D1000139今日は、午前中、仕事先に向かうまでに時間が余ったので、お客さんがあまり乗っていない各駅停車に乗った。京王線の各駅停車は、何とも好きなのだ。始発から終点まで乗っても、1時間くらいしかかからないから、ちょっとしたスケジュールの空白を使って、のんびりと各駅停車でコトコトと目的地に向かうことがある。

今日、この日の京王線も、昼間とあって、各駅停車はガラガラで走っていた。聖蹟桜ヶ丘駅を過ぎた頃、ふと床に赤いペンで何かが書かれたメモ用紙が落ちているのに気づいた。誰かが落としたのか、それともどこかから落ちてきたのか。そこには、悪魔がどうだとか、鬼がどうだとか、何やら妙なメッセージが書いてあった。誰が、何のために、こんなものを書いたのか、よく分からなかった。

夕方、会社を出て、再び京王線の各駅停車に乗って、家路についた。すると、今度は、電車のドアの上にある広告を挟むフレームに、昼間と同じような、赤ペンでメッセージが書かれたメモ用紙が挟まっていた。

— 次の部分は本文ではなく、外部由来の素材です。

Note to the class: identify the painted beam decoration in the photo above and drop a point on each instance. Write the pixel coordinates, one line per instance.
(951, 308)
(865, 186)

D1000140 ブラウザではよく読めないと思うが、このメモには、「悪 腹黒は 弱い者を見たら おそいかかる鬼 悪魔だ (得にねらわれやすい人 老人 子供や身障者 ホームレス 女性 貧しい人 皆さん 悪党にきいつけてや」と書いてある。昼間のメモも、同じようにドアの上のフレームに挟んであったのが、床に落ちたのだろう。これは推測だが、おそらく今日の京王線各駅停車には、かなり同じようなメモが同じ位置に挟んであったのではなかろうか。気づいた人はほとんどいなかったろうし、気づいたとしても、その内容を読んだ人はほとんどいないだろう。

このメッセージ、意味不明だ。誰が誰に対して発しているメッセージなのか分からない。漢字が間違っているのも痛い(「得に」→「特に」)。微妙に関西弁なのが、さらに痛い。この紙を電車に貼り付けて、誰かが助かるわけでもない。これを読んで、「そうか、気を付けなくっちゃ」と思う人はいないだろう。そもそも、ドアの上に貼り付けては、この紙が警告している腰のまがった老人や、背の小さい子供には見えず、やはり意味がない。

本人は、必死に「鬼 悪魔」と闘っているつもりなのだろう。1人の人間が偶然1日に2回も見てしまったのだ。おそらく、あちこちの電車にはりまくっていることだろう。どんな気持ちで、紙を貼ったのだろう。悪魔のささやきに恐れながら、鬼の足音に怯えながら、電車を渡り歩いたに違いない。少しせつない。

各駅停車は、何気ない物語や事件に遭遇する。特急であっという間に目的地に着いても、決して出会うことのない、小さな世界がそこにある。今もどこかで、誰かが、たった1人で「悪魔」と闘っているかもしれない。明日も、あさっても・・・。

気持ち悪いと思った人・・・、いやいや、blogだって、結構似たようなものかもしれないよ。いつどこからともなく来る人に向けて、自分だけの自己満足な日記や主張やつれづれとした独り言を綴る。書いたからといってどうなるわけでもない。どんなに仰天するようなメッセージを残したって、相変わらず地球は回り続けるのだ。インターネットは、壊れている人間を標準化する、不思議な世界だ。

私たちだって、十分すぎるほど壊れている。ただ、気づいていないだけなんだ。そう思うと、各駅停車のメモ用紙に少し感情移入してしまった。